Council on Religion and The Homosexual, 1964
The fourth poster, in green to represent the fourth color on the rainbow flag, is entitled COUNCIL ON RELIGION AND THE HOMOSEXUAL, 1964. It illustrates the creation of the CRH and its disastrous 1965 New Year’s Day party. This event is often referred to as “San Francisco’s Stonewall” because of its importance as a watershed in LGBTQ civil-rights history.
I would call the Compton’s Cafeteria Riots our Stonewall, since Stonewall was also a riot. But the New Year’s Day party was undoubtedly a seminal moment in SF queer history and the greater struggle for LGBTQ civil rights. This story also functions as a lynchpin in the poster set: The Daughters of Bilitis and José Sarria’s Society for Individual Rights (SIR) were both involved, as was Glide Memorial Church, which played a role in the Compton’s Cafeteria Riots.
The events of the CRH New Year’s Day party were too complicated to depict in exhaustive detail and are streamlined in the poster. For instance, the poster leaves out another lawyer, Elliot Leighton, who was arrested that night along with Nancy May, while Evander Smith and Herb Donaldson (also not mentioned) were arrested separately from them.
The courtroom drama was also omitted from the poster. All the ministers and their wives, decked out in their Sunday best, showed up in court to witness the trial. And there was a wonderful moment when an officer who said that he had arrested Nancy May because he felt threatened by her was called up to stand next to her. The court erupted into laughter at seeing the man, who clocked in at over six feet, next to May, a smaller-than-average woman.
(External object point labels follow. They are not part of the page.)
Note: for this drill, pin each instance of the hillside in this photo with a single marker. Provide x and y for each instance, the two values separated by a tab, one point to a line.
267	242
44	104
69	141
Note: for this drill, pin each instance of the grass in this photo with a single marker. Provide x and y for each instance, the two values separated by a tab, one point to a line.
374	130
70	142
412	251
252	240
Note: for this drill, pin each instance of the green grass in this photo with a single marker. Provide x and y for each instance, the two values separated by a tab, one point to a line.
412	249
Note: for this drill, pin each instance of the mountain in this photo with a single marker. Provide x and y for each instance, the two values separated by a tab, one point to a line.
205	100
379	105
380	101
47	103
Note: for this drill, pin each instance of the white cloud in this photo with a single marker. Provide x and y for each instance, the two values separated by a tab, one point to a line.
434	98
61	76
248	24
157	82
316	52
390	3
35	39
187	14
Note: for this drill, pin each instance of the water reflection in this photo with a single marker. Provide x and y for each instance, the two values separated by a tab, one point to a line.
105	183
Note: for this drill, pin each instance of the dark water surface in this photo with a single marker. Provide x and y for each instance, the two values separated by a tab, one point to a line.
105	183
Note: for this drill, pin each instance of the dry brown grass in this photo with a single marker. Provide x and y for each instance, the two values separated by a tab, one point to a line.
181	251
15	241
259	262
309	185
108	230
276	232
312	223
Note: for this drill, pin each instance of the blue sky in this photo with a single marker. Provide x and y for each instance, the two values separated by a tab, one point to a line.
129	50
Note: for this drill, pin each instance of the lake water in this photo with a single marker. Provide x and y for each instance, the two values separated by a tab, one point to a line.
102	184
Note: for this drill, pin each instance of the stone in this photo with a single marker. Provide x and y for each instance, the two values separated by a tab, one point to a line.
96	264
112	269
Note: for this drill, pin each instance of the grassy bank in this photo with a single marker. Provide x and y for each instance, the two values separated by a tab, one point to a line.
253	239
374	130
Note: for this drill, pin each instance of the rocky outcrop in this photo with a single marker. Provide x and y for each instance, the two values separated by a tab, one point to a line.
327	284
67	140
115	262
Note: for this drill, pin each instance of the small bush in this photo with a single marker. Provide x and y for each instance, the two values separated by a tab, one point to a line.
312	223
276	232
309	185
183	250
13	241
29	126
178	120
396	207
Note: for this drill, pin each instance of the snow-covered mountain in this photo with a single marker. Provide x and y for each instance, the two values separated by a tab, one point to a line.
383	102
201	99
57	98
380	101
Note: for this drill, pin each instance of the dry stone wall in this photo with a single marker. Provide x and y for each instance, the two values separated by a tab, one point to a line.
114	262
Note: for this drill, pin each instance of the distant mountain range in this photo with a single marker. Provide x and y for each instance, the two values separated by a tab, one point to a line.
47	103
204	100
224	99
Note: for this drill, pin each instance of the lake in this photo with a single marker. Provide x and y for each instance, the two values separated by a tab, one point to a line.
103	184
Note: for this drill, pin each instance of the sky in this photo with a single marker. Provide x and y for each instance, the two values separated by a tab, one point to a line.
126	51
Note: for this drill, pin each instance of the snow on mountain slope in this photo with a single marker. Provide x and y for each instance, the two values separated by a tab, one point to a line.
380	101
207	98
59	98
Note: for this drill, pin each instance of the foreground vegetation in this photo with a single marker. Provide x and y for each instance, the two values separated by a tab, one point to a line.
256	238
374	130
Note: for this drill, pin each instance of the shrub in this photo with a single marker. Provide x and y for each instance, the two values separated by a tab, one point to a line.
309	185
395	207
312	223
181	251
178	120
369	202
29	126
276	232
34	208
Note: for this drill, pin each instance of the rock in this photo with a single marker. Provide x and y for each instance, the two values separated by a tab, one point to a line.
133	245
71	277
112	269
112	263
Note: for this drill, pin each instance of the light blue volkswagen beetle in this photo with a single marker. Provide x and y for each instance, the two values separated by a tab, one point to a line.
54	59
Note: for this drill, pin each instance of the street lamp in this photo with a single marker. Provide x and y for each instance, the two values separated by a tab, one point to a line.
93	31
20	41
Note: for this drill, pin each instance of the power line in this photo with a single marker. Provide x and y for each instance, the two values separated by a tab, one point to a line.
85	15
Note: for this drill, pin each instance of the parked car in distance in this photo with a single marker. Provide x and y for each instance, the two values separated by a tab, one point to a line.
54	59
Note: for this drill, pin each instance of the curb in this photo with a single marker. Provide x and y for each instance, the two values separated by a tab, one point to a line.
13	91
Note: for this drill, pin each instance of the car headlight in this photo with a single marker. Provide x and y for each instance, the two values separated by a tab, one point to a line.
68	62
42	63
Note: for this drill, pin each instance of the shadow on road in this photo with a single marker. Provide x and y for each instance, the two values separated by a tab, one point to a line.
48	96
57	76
I’d love to include all of this in the full graphic novel I’m hoping to create based on these posters.
The panel at the bottom left of the second side illustrates the moment when Reverend Ted McIlvenna acknowledged that he “intended this to be a confrontation,” since he expected that the police would “over-react” to the party, and that he was “using the people” to effect change.
He did this during an interview in the fascinating documentary short, Lewd & Lascivious 1965: Drag Queens, Ministers, and the SFPD, directed by Jallen Rix. McIlvenna, protected by all of his privilege as a straight minister, put the safety of hundreds of queer people at risk in order to force movement on the issue of LGBTQ rights. And even though sacrifices were made through arrests and even the loss of jobs, in the end it worked.
This was the first moment in the US that public opinion turned against a police force harassing, oppressing, and brutalizing LGBTQ people with impunity. It was the first time the ACLU came to the defense of queer people, and one could argue that this was the moment when queer rights began in a significant way to be recognized as human rights in the US. Queer people were humanized for the general public to an unprecedented degree, and much of that was because of Reverend McIlvenna’s problematic gambling with the welfare of marginalized people.
An invaluable resource for this history is the wonderful interactive digital exhibition created by the Council on Religion and the Homosexual and hosted by the LGBTQ Religious Archives Network. I also highly recommend the “Making Gay History: The Podcast” episode about Evander Smith and Herb Donaldson, with Eric Marcus interviewing the two about the CRH 1965 New Year’s Day Ball.